Wed, 18 Dec 2002

Foreign policy lacks ability to confront terror threats

Berni K. Moestafa, The Jakarta Post, Jakarta

Indonesia's foreign policy lacked the ability to cope with the regional shift in security threats, where transnational crimes like terrorism have overshadowed traditional threats from other countries, analysts said on Tuesday.

They said Indonesia was facing a more complex world with threats coming from organizations and individuals that do not represent their countries of origin.

Indonesia's foreign policy dated back to the Cold War era, while it needed one that was more responsive to changes, said foreign policy analysts during a seminar on regional security.

"Traditional security threats, such as wars between countries, are not significant within ASEAN (Association of Southeast Asian Nations)," foreign policy analyst Dewi Fortuna Anwar of the Indonesian Institute of Sciences (LIPI) told reporters. "We (ASEAN) have a code of conduct to resolve friction, so it's hard to imagine two ASEAN countries at war."

C.P.F. Luhulima, another analyst and a senior fellow of the Centre for Strategic and International Studies (CSIS), commented, "We need to change our mind-set."

Indonesia's "free and active" or non-alignment foreign policy made sense in the Cold War era when the world was still divided into East and West blocks, he explained.

Back then, foreign policies assumed that other states were the main actors of a foreign security threat. "But if the actors are non-states, then it becomes difficult to apply the free and active foreign policy as before," he added.

The free and active principle forms the basis of Indonesia's foreign policy as stipulated in the preamble to the 1945 Constitution.

Former senior diplomat Wiryono Sastrohandoyo said that in the 1950s, Indonesia applied the policy to its benefit by flirting with either the U.S. or the Soviet Union.

The policy was neglected during the early 1960s when Indonesia strengthened ties with the Communist block.
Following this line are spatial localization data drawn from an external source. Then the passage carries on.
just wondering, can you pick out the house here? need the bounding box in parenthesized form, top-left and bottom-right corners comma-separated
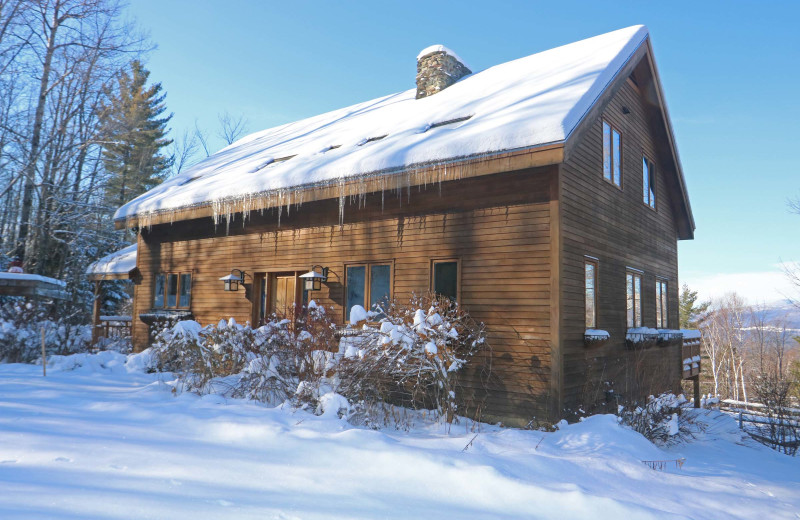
(114, 25, 696, 425)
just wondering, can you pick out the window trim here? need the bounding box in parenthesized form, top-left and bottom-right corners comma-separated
(602, 119, 623, 189)
(642, 154, 656, 210)
(656, 278, 669, 329)
(584, 257, 598, 329)
(153, 271, 192, 309)
(430, 258, 461, 304)
(343, 260, 394, 322)
(626, 269, 642, 329)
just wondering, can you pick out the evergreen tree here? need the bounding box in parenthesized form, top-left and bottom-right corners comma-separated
(679, 283, 710, 329)
(100, 60, 173, 208)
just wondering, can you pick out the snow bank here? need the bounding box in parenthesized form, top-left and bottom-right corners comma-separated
(0, 272, 66, 286)
(1, 356, 798, 519)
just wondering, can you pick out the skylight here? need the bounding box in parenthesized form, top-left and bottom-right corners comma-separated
(358, 135, 387, 146)
(249, 155, 295, 173)
(428, 115, 473, 129)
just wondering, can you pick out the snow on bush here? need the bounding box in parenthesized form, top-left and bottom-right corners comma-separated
(337, 294, 487, 425)
(151, 303, 338, 408)
(0, 299, 92, 363)
(618, 392, 694, 446)
(149, 295, 488, 428)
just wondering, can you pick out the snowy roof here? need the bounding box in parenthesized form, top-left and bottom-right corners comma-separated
(115, 26, 650, 223)
(86, 244, 137, 279)
(0, 272, 66, 287)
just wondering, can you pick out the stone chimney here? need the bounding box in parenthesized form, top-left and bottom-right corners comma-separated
(415, 45, 471, 99)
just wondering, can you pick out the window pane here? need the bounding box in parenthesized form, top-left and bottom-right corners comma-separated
(585, 262, 596, 328)
(612, 129, 621, 186)
(260, 278, 267, 322)
(370, 264, 391, 315)
(643, 157, 650, 205)
(634, 274, 642, 327)
(660, 281, 668, 328)
(179, 274, 191, 307)
(434, 261, 458, 300)
(346, 266, 366, 321)
(167, 274, 178, 307)
(649, 165, 656, 208)
(153, 274, 165, 308)
(626, 274, 634, 328)
(603, 122, 612, 181)
(656, 281, 662, 328)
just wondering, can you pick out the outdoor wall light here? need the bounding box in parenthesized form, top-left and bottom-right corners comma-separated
(219, 269, 245, 292)
(299, 265, 329, 291)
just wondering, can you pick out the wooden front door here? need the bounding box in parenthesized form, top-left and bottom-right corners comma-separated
(270, 273, 297, 318)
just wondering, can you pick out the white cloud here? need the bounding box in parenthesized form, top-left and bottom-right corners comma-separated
(681, 270, 797, 305)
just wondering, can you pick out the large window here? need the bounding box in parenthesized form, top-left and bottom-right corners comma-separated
(656, 279, 668, 328)
(153, 272, 191, 309)
(585, 258, 598, 328)
(432, 259, 459, 301)
(345, 263, 392, 321)
(626, 270, 642, 328)
(643, 155, 656, 208)
(603, 120, 622, 187)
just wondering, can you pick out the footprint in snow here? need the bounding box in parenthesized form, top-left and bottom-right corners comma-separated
(1, 459, 17, 464)
(110, 464, 127, 471)
(54, 457, 72, 463)
(212, 499, 233, 507)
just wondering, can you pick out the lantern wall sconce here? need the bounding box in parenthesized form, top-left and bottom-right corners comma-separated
(219, 269, 245, 292)
(299, 265, 329, 291)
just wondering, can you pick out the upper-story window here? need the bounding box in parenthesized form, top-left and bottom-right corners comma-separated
(585, 258, 598, 328)
(603, 120, 622, 188)
(154, 272, 191, 309)
(626, 270, 642, 328)
(643, 156, 656, 208)
(656, 279, 668, 328)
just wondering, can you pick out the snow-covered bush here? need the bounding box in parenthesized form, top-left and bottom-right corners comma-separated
(336, 294, 487, 424)
(0, 299, 91, 363)
(151, 303, 338, 407)
(618, 393, 692, 446)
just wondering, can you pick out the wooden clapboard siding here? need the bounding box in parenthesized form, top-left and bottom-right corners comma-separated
(132, 166, 557, 426)
(558, 77, 682, 411)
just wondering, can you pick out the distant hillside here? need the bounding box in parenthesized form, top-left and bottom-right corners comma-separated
(747, 299, 800, 330)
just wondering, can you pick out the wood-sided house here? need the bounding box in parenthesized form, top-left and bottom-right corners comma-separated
(114, 26, 695, 425)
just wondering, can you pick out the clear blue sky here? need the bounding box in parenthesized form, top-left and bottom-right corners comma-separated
(126, 1, 800, 304)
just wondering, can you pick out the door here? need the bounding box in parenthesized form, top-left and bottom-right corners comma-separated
(270, 273, 297, 318)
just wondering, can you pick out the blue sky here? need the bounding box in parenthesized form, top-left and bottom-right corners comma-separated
(126, 1, 800, 304)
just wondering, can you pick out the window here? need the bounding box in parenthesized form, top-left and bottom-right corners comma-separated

Soeharto's rise to power put an end to this orientation and Indonesia "almost instantly" entered the Western block, Wiryono said.

The fall of the Communist block gave rise to new and more complex threats. Piracy of vessels and cargo, money laundering, smuggling and terrorism were examples of transnational crimes that called for a new approach, the analysts said.

"For instance, Indonesian waters are seen as the most dangerous in terms of threats from pirates," said Dewi.

Such threats raised the insurance premium charged on vessels leaving or heading to Indonesia that made trading with Indonesia more expensive, she explained.

Foreign illegal fishing vessels roaming Indonesian waters, she added, was another example of how transnational crime was costing the country millions of U.S. dollars in potential revenues.

Indonesia's response to these changes was slow, said Dewi.

"This country still thinks conservatively," she said of the traditional approach to security threats that underpin Indonesia's foreign policy.

Most of the world had the same problem, though, she added, and said that the U.S. went to war against terrorism much in the same way it would have fought wars against other countries.

Wiryono said Indonesia cannot handle transnational crimes alone and as such, international cooperation had become more important than ever.

No country could face the threat on its own and thus, "it calls for closer regional and international cooperation, and the most appropriate forum would be the United Nations."

On the regional front, he said, this might require ASEAN members to also look into each others' domestic problems -- something that had long been taboo.

"Because what happens in one country, even in one that is far away, can effect the lives and interests of one's own country," he said.